The program incentivizes investment in OZs by deferring and partially avoiding capital gains tax for those who invest in a Qualified Opportunity Fund (QOF), a U.S. partnership or corporation that intends to invest at least 90% of its holdings in one or more qualified OZs.
Any individual, corporation or trust can defer gains from the sale or exchange of property by investing an amount equal to such gains in a QOF within 180 days of such gain.
1. Taxation on the original gain is deferred until the earlier of disposition of the QOF interest or Dec. 31, 2026.
2. Reduction of those deferred taxes by 10 percent if property is held for 5 years and by 15 percent if property is held for 7 years.
3. No taxes due on any additional gain generated by the QOF upon sale or exchange of the investment if a QOF is held for 10 or more years.
The benefits from the federal level may be combined with local incentives, such as tax increment financing incentives or other project entitlements.
Example: A corporation originally invested $1,000 into an asset, and then sold that asset for $1,100 in 2019. Subsequently, it invested $100 (gain on sale equal to $1,100 - $1,000 of basis) in a QOF within 180 days and that QOF invested in a property in a QOZ. In this scenario, the corporation does not need to pay the $21 ($100 * 21 percent) of taxes on the $100 gain in 2019, and it can defer the tax until as late as 2026. If the investment is held in the QOF for 5 years and then sold in 2024, taxes owed are $18.90 ($21 * 90 percent). If the investment is held for 7 years and sold in 2026, taxes owed are $17.85 ($21 * 85 percent). Even if the investment is held in the QOF beyond 2026, taxes equal to $17.85 are still owed as of 12/31/2026.
However, if the investment is held in the QOF for 10 years or more, the corporation may elect to step up the basis of its investment to the fair market value, which may result in no capital gains being recognized and thus no further tax paid upon its sale of the asset.
Sounds great, but where are they?
In addition to gaining clarification from the Department of Treasury and the IRS, there are other practical hurdles to clear before a deal can really take off.

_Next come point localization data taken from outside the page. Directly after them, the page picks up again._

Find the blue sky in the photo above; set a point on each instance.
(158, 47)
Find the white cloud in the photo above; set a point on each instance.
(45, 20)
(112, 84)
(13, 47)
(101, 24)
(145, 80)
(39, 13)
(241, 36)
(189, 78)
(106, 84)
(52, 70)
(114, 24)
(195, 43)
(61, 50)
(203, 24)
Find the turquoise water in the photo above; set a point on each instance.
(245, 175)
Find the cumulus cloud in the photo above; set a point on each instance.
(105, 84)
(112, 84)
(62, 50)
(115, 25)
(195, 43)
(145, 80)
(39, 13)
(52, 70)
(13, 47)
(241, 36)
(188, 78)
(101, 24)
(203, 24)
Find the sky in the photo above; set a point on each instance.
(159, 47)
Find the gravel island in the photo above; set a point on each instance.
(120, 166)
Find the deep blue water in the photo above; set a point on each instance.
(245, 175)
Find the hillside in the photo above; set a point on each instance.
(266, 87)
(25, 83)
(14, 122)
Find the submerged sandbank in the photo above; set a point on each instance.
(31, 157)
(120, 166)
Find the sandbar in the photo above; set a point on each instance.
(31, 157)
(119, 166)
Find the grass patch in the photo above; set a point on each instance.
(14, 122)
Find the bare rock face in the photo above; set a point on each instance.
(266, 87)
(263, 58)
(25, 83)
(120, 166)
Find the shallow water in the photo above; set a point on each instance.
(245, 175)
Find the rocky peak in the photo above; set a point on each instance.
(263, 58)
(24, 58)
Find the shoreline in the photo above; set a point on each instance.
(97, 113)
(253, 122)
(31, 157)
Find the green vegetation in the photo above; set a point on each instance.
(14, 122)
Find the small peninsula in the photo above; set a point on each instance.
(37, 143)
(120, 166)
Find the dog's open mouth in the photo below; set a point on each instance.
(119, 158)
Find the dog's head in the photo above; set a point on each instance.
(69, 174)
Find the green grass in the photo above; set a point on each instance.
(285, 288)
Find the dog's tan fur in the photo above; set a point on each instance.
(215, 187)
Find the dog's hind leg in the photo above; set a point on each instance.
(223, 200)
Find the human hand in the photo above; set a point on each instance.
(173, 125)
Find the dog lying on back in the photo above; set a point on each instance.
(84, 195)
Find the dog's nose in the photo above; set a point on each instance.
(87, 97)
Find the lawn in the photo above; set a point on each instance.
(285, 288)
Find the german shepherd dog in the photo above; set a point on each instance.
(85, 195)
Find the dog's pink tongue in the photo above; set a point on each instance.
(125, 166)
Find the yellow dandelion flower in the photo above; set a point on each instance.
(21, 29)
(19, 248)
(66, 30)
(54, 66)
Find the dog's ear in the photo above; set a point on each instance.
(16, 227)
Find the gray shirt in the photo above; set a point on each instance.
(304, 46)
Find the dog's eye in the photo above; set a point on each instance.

OZs are typically areas that have chronically low employment rates and incomes, which are in turn areas that are not appealing to traditional investors. Although the program was designed to encourage the flow of capital into and development of these areas, thereby creating jobs and raising incomes, the practical side of finding real estate deals given the economics is a struggle.
One solution would be to combine other sources to the capital stack. Public-private partnerships could help facilitate deals. As aforementioned, projects could benefit by receiving a TIF or PILOT designation, reducing property taxes, and LIHTC and NMTC projects are a good match given the term of the respective programs align well with the benefit period of projects in OZs.
Additionally, real estate facilities that serve public and private uses may prove to be a good fit, such as new K-12 or charter schools, higher education teaching, research facilities, government office buildings or sports facilities. The opportunity zone program provides tax advantages that may allow private capital to be more willing to accept lower returns on a long-term lease or a build to suite for a government use, given the enhanced return provided by the tax advantages.
Finally, the Opportunity Zone Program is in its infant stage. People are trying to figure it out, and further guidance is needed. However, in terms of tax reform it is exciting, as the most recent overhaul to compare it to happened more than three decades ago with the Tax Reform Act of 1986 when public housing moved out of governments' hands and over to private developers. The reasons for tax reform in both of these cases are similar. There was then and is today, an extreme lack of development and capital going into lower income areas, and the government and America is realizing it is a bigger issue than they can fix alone. They are realizing that we need to do it together, through private/public partnerships - and if it proves to be as successful as the Tax Reform Act of 1986, it will be truly wonderful to see what new development is built over the course of the next couple decades.